How we cite our quotes: Line
Quote #7
Magistrate: "So how will you women be able to put a stop to such a complicated international mess, and sort it all out?"
Lysistrata: "Very easily."
Magistrate: "How? Show me."
Lysistrata: (taking the sewing blanket from the Magistrate and using its contents to illustrate) "It's rather like a ball of yarn when it gets tangled up. We hold it this way, and carefully wind out the strands on our spindles, now this way, now that way. That's how we'll wind up this war, if we're allowed: unsnarling it by sending embassies, now this way, now that way." (565-570)
In these lines, Lysistrata responds to the Magistrate's accusation that women simply lack the necessary skill and experience to run the city. Lysistrata begs to differ, and explains how the women's skills acquired through spinning yarn can be transferred to untangling the knotty problems of the city. And from the way Lysistrata describes it, it sure sounds like untangling yarn requires a lot of patience—another name for perseverance. Could she be suggesting that this type of patience/perseverance is something that women are good at (perhaps because they have had to practice it for so long), and something that men could use an extra dose of?
Quote #8
Lysistrata: "What are you raving about?"
Third Wife: "I'm about to deliver a child!"
Lysistrata: "But you weren't pregnant yesterday."
Third Wife: "But today I am. Please, Lysistrata, send me home to the midwife, right away!"
Lysistrata: "What's the story? What's this thing you've got under there? It's hard."
Third Wife: "It's a boy."
Lysistrata: "By Aphrodite, it's obvious you've got something metallic and hollow under there. Let's have a look. Ridiculous girl! You're big with the sacred helmet, not with child!"
Third Wife: "But I am with child, I swear!"
Lysistrata: "Then what were you doing with this?"
Third Wife: "Well, if I began to deliver here in the citadel, I could get into the helmet and have my baby there, like a pigeon." (744-755)
In these lines, we see a lack of perseverance and a type of perseverance wrapped up together in the same person. The Third Wife is lacking in perseverance because she is trying to sneak away from the sex-strike and go have sex her husband. On the other hand, she is showing perseverance through her steadfast insistence that she actually is pregnant, even as her claims become more and more ridiculous.
Quote #9
Lysistrata: "There's an oracle predicting victory for us, but only if we stick together. (produces a scroll) Here's the oracle right here."

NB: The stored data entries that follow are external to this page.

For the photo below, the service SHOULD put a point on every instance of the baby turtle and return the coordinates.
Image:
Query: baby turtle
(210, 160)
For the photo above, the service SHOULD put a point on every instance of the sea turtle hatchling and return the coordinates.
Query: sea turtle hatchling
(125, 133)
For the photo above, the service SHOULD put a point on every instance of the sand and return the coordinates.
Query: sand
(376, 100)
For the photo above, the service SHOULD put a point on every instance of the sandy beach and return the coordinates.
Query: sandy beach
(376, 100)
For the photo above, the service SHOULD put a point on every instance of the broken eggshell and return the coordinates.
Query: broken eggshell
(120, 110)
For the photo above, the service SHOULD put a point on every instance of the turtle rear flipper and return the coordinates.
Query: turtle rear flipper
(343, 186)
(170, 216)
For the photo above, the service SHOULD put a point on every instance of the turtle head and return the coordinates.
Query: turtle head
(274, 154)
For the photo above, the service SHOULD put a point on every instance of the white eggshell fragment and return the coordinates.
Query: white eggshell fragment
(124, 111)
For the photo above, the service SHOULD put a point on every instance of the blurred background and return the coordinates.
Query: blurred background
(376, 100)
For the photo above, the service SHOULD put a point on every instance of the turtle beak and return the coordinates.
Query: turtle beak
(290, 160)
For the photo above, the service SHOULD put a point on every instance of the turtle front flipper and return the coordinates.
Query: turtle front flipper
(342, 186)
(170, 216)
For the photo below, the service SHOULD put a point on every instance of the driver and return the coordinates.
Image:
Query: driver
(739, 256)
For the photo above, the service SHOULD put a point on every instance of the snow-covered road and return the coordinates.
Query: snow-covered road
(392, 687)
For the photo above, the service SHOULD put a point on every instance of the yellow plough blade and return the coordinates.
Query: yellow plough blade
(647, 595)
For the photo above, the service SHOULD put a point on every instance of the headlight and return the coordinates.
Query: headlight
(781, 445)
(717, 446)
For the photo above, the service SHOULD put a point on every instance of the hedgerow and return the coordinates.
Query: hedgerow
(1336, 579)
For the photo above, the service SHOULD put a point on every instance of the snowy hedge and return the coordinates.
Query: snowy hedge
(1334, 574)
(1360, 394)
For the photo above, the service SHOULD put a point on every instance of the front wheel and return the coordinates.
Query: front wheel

Third Wife: "Tell us what it says."
Lysistrata: "Be quiet, then.
Yea, when the swallows hole up in a single home,
fleeing the hoopoes and leaving the phallus alone,
then are their problems solved, and high-thundering Zeus
shall reverse what's up and what's down—"
Third Wife: "You mean we'll be lying on top?"
Lysistrata: "But:
if the swallows begin to argue and fly away
down form the citadel holy, all will say,
no bird more disgustingly horny lives today!"
Third Wife: "A pretty explicit oracle. Ye gods!" (765-777)
Do you think this is a real oracle that Lysistrata is reading, or just something she made up? Either way, we think the Third Wife is right on the money when she calls it a "pretty explicit oracle." The clear message of the oracle is that, if the women use perseverance, their strike will succeed, and they will gain glory for themselves. If not, they'll be called "horny birds." Not hard to see which one is better.